Chapter 4 starts to get interesting because DW writes the story of his rise to fame and the revolutionary plot of the downtrodden peasants and how they revolt against the authorities. DW can certainly write stories.
However, on June 28th, 1914, the Archduke Francis Ferdinand, the heir-apparent to the Austrian empire, was assassinated by a Serbian anarchist in Sarajevo.
The Austrian government accused the Serbian Government of instigating the murder, pressed for satisfaction and, in spite of Serbia's almost entire compliance with its demands, declared war on July 28th.
Russia mobilised on July 30th in support of her small ally Serbia. Germany took the Russian mobilisation as a threat against herself, and, on August 1st, declared war against Russia. The Germans also moved against France and notified the Belgians of their intention to march through their territory. The Belgians refused to permit this and, with France, called upon Britain to acknowledge her treaty obligations.
Germany refused to withdraw their troops from Belgian soil and so Great Britain declared war upon Germany at 1.00on the night of August 4th 1914.
The book then takes up the activities of the War and the politics and troop movements that affected everybody.
There was a definite slackening of revolutionary activity by the majority of the people owing to a widespread patriotic feeling that it was unfair to stab the Russian government in the back now that War had broken out. Now all its energies were needed to conduct an enormous campaign.
This doesn't mean that the Revolutionary Bolsheviks totally stopped their activities.
They did not disguise their intention of confiscating the property of the rich, looting, killing and performing the most horrible atrocities upon members of the upper classes in every part of the new Soviet State with the intention of utterly uprooting the capitalist system.
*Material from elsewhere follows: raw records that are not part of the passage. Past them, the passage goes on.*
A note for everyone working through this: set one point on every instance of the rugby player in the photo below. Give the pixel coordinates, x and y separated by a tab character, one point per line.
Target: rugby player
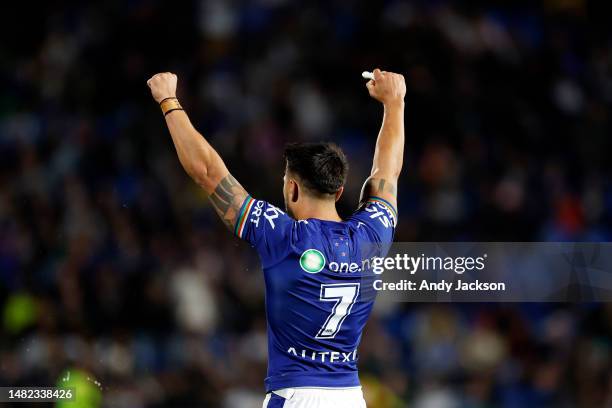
310	256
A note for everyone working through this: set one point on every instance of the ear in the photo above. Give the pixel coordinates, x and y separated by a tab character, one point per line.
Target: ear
294	191
339	193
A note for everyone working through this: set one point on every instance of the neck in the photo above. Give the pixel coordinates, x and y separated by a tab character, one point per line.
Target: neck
319	209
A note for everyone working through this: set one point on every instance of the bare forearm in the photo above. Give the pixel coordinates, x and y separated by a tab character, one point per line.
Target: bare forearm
389	153
196	155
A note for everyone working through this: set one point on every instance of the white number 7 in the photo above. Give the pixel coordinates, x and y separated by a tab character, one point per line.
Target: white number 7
345	295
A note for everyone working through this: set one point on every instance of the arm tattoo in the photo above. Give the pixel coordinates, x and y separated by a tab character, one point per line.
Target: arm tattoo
227	199
374	187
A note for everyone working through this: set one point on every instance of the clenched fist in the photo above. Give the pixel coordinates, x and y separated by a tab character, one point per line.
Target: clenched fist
163	86
387	87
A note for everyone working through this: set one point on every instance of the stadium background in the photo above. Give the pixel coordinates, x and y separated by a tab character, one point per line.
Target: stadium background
114	267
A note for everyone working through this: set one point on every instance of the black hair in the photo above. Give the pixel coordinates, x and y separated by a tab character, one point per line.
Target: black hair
321	167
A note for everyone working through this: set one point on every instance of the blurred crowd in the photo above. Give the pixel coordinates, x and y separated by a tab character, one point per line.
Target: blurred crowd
114	267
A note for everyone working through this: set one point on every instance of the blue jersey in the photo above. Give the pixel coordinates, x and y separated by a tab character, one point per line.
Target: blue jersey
315	308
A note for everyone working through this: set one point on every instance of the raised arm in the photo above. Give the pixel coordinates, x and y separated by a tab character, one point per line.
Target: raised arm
389	89
198	158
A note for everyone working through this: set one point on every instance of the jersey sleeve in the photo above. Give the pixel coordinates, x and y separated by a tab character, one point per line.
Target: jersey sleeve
265	227
378	218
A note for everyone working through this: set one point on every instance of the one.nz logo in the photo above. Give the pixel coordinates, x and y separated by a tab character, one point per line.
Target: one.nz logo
312	261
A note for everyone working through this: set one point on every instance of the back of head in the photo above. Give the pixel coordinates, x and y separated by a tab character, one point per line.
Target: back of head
320	167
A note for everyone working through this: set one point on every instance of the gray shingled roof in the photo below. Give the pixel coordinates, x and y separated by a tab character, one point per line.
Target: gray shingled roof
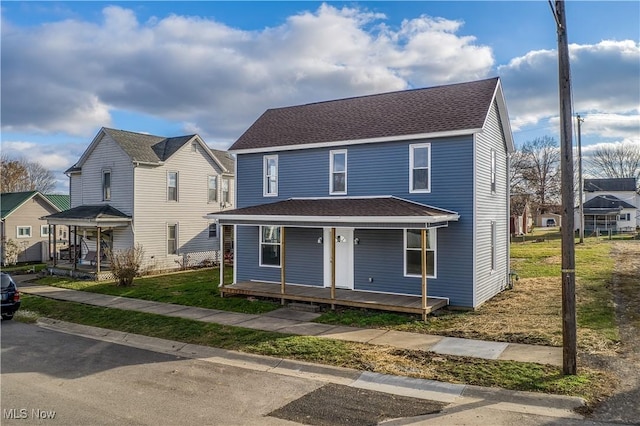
90	212
147	148
340	207
611	184
454	107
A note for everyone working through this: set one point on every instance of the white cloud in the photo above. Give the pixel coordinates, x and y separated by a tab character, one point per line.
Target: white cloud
68	76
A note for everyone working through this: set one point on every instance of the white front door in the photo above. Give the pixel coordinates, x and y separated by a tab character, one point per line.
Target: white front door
343	258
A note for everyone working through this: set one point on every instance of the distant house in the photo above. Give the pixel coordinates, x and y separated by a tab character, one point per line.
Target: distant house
610	205
395	201
132	189
22	226
521	220
548	220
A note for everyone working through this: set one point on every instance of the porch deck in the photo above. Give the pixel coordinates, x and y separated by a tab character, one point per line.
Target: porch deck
353	298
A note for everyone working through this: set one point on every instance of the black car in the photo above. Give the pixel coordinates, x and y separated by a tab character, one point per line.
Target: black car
10	296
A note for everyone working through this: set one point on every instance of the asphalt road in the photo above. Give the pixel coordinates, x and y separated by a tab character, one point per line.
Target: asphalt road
50	377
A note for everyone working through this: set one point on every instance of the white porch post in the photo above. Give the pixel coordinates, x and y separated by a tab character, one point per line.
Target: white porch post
221	258
98	254
333	267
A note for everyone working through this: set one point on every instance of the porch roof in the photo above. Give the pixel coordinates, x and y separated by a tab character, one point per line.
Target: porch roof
364	212
103	215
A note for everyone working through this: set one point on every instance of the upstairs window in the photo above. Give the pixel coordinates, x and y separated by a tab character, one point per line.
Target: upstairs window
413	253
23	231
420	168
493	171
106	185
270	246
172	186
225	191
212	189
338	166
270	176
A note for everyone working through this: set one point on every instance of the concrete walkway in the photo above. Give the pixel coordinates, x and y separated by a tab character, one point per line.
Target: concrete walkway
296	322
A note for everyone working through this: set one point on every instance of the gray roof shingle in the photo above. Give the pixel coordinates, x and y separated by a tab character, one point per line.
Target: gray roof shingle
340	207
454	107
610	184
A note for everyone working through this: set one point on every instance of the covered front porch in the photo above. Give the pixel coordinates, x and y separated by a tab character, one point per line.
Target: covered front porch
323	255
91	229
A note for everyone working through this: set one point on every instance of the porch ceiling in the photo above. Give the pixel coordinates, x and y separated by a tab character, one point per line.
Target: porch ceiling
374	212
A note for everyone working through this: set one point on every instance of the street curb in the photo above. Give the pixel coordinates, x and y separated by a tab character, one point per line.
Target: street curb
525	402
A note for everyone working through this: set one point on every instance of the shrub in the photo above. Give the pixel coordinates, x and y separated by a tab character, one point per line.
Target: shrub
126	263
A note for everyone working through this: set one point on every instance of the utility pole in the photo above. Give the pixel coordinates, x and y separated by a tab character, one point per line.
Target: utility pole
580	183
569	333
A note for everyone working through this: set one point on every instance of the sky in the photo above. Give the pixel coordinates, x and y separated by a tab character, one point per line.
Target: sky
212	68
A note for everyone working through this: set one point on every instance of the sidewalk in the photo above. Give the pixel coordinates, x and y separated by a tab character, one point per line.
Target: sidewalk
289	321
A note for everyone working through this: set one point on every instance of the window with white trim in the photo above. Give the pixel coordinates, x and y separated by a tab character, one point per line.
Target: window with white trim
213	230
420	167
338	170
212	189
493	171
413	253
172	186
23	231
106	185
172	239
270	246
493	245
270	176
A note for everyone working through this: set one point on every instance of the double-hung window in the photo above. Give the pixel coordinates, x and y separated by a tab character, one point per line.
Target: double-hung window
23	231
172	239
213	230
106	185
212	189
493	171
172	186
270	175
225	190
420	167
413	253
270	246
338	166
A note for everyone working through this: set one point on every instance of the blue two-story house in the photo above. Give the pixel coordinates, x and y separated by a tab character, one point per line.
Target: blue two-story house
395	201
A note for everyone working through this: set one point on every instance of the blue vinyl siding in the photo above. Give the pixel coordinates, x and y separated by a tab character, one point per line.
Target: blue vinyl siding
373	170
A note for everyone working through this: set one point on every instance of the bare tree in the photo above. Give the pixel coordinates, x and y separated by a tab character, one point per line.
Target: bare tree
518	165
541	171
616	161
22	175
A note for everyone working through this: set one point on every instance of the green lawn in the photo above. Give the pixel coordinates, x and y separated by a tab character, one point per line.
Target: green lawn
193	288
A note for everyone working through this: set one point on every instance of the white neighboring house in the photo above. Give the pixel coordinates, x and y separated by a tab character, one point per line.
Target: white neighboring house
131	189
610	204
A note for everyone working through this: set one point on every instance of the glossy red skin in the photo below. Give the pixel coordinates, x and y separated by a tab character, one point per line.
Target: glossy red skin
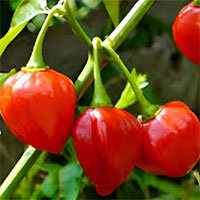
107	142
171	141
39	108
186	31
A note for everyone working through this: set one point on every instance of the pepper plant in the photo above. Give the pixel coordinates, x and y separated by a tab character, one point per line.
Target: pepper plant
108	145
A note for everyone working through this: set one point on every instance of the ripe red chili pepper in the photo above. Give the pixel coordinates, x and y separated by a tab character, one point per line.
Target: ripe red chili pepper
38	107
171	141
107	142
186	31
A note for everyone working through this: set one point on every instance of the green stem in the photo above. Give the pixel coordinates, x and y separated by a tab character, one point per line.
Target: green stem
18	172
84	75
36	60
196	2
100	96
148	109
77	29
129	22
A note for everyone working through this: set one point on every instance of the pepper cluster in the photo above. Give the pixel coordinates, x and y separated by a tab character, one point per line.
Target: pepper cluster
38	105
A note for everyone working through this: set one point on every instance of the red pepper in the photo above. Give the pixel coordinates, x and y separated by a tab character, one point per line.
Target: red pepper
107	142
38	107
186	31
171	141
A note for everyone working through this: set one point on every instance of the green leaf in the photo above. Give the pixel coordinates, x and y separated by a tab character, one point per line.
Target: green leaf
70	177
50	184
128	97
112	7
26	10
4	77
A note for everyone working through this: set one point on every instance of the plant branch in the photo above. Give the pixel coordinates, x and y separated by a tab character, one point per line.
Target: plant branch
76	27
121	32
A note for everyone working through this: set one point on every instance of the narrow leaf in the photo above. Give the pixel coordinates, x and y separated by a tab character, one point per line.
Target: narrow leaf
112	7
26	10
4	77
128	97
70	177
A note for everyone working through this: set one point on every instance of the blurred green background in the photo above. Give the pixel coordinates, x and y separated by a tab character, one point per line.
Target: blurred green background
150	49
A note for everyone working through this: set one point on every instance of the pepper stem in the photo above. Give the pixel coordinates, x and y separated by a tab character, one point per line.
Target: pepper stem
196	2
100	96
36	60
148	109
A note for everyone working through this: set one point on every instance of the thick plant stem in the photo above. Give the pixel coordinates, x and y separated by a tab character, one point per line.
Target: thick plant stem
129	22
76	28
100	96
36	60
148	109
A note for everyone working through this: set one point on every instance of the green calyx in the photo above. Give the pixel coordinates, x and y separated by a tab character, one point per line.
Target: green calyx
196	2
148	110
100	96
4	77
33	69
36	60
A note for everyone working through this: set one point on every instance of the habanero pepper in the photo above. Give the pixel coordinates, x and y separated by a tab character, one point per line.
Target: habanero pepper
38	107
171	143
108	142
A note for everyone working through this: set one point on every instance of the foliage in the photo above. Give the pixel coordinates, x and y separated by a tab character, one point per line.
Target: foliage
60	176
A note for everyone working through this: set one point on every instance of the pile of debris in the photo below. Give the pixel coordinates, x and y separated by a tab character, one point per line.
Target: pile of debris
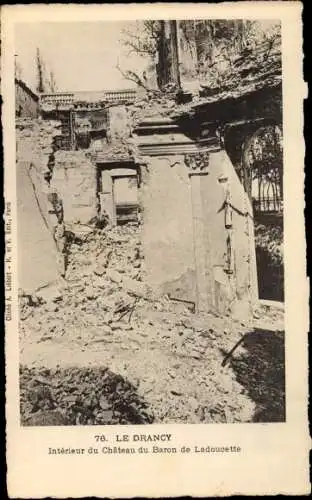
35	141
105	315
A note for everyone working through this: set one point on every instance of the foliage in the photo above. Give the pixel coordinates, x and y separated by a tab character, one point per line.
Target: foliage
211	47
270	239
40	72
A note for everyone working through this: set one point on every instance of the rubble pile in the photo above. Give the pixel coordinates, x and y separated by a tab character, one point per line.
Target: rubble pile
35	141
79	397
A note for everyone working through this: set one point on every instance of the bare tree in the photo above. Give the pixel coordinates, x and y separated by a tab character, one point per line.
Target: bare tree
52	82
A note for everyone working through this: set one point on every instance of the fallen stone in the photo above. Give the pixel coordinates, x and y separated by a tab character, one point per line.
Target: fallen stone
114	276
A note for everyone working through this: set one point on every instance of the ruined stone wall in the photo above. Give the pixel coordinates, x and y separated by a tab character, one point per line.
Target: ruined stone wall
167	227
74	178
34	140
Although I prefer DW's fiction to his historical 'non fiction' books I am really pleased that I now know of Voroshilov and his exploits.
A few observations.
Voroshilov' wife was Catherina Davydovna, a ballet dancer.
I'm was wondering whether DW may have been influenced by these people when writing The Forbidden Territory, as Simon Aaron becomes romantically involved with Valeria Petrovna Karkoff from the Moscow Arts Theatre.
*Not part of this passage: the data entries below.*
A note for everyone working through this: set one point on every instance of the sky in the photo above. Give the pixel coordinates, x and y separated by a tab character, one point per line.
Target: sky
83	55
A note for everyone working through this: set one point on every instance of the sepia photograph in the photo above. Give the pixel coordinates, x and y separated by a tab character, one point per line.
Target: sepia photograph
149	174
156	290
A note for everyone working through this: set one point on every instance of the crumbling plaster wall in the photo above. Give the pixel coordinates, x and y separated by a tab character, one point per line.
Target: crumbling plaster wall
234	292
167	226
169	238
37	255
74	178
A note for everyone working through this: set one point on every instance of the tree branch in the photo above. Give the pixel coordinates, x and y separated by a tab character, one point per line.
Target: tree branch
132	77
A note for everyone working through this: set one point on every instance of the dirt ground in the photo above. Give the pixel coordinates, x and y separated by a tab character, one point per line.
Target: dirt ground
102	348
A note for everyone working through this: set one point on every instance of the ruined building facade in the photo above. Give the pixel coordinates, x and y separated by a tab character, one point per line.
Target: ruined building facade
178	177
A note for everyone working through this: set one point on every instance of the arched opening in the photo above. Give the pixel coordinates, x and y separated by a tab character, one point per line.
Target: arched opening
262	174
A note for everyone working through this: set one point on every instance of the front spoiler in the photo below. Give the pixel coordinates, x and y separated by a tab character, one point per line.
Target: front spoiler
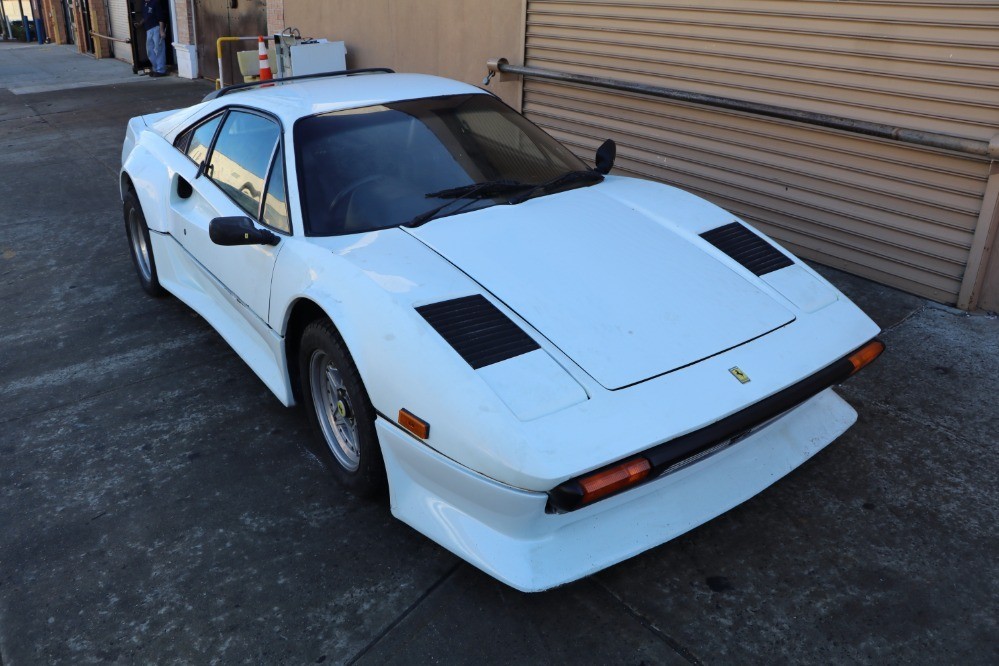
505	531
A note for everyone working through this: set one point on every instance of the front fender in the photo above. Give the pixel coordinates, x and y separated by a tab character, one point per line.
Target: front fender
369	286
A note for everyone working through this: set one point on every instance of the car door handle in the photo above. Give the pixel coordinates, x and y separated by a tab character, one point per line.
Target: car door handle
184	188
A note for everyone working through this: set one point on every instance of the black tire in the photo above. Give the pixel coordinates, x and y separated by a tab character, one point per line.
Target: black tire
140	247
340	411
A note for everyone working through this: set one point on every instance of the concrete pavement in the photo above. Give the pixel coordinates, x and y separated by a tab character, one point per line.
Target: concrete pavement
158	504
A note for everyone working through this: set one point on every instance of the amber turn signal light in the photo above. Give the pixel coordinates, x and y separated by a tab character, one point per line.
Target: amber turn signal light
613	479
866	354
414	424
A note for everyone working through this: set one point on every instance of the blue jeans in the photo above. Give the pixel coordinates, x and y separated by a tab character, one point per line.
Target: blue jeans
156	50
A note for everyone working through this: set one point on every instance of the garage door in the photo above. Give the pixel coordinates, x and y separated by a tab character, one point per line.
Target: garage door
904	216
118	16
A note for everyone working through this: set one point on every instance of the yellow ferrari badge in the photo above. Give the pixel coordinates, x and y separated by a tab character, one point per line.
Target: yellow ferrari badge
739	374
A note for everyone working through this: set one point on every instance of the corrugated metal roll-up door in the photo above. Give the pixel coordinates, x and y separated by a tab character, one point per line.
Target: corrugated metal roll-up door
118	17
899	214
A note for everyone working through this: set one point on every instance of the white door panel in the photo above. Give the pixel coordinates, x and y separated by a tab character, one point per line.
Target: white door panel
245	270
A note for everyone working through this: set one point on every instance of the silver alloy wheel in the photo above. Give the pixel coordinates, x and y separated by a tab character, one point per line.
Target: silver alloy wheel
139	247
334	411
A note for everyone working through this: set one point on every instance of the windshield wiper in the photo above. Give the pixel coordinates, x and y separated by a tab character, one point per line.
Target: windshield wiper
473	192
567	178
483	189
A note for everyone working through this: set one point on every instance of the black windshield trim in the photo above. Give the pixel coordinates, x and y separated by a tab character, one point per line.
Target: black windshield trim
300	171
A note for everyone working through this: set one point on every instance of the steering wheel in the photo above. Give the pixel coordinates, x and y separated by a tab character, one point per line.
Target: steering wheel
344	196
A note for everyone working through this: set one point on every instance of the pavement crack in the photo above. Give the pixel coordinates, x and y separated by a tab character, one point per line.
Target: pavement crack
96	394
402	616
918	311
674	644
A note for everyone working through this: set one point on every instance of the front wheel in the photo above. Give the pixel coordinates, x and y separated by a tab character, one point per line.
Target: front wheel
341	414
141	248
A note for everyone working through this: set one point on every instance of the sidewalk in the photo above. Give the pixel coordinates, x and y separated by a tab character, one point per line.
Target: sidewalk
36	68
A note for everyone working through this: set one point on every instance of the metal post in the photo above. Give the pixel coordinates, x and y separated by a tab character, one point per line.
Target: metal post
24	21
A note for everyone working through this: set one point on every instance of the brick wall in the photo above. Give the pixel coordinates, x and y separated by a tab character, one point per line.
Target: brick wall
55	20
275	16
185	18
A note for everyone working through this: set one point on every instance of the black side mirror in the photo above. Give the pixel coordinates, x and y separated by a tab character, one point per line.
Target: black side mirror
239	230
605	156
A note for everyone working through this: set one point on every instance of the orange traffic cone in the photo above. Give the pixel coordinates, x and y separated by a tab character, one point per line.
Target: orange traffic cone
265	65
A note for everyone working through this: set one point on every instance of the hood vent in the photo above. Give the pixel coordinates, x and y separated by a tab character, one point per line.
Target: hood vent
477	330
747	248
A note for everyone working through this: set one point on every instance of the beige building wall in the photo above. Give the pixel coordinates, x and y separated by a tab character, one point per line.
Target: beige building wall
451	38
906	216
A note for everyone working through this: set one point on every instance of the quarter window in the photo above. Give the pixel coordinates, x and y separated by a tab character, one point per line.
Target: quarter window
201	140
238	163
275	212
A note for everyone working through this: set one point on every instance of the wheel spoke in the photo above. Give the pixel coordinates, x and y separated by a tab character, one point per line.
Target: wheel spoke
329	393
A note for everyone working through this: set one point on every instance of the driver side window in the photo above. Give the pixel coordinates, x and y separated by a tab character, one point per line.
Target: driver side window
241	157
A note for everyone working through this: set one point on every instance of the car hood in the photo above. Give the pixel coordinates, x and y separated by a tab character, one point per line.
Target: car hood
626	293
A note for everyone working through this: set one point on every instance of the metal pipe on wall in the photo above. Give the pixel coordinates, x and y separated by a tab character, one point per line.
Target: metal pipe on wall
878	130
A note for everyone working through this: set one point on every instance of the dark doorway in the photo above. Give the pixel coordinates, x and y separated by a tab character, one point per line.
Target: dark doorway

The Duke de Reichleau (as it was then) tells Simon "..that friendship (Simon and Valeria) can most certainly do us no harm. The famous artistes are as powerful (in Russia) now as they ever were-more so, perhaps. It is always so after a revolution; the one thing the people will not allow the dictators to interfere with is their amusements.
The most powerful Kommissar would hesitate before offending a prima donna or a ballerina!."
On page 234 Red Eagle (Lymington Hardback) DW states that, ".Somewhere in the little known northern wastes of the great dessert of Gobi (Mongolia), that strange romantic country beyond which lie the mountains of James Hilton's Lost Horizon".
I think DW got this mixed up, as James Hilton book relates to a plane crash in Northern India and the survivors trek into the Himalayas (Tibet?) where four travellers find a Monastery called Shangri-la.
Later in the book, the monastery has sent out a rescue party and the four travellers arrive in safety at Shangri-La and are astonished to find civilized amenities, warmth, and enlightened conversation. The overall feel of the book up to this point, about one-third of the way through the book, has been consistent with the lost-world adventure story, in which a group of travellers arrive at some remote location in the world and discover a lost civilization of some kind. Doyle's The Lost World is one of the most famous examples of this genre, and it has the most apropos name;
We now classify three of DW's books as Lost World books, 'They Found Atlantis' , 'Uncharted Sea's? and 'The man who missed the war' .
So we have a three way 'Lost world connection' with James Hilton (DW's friend) and Conan Doyle who DW greatly admired.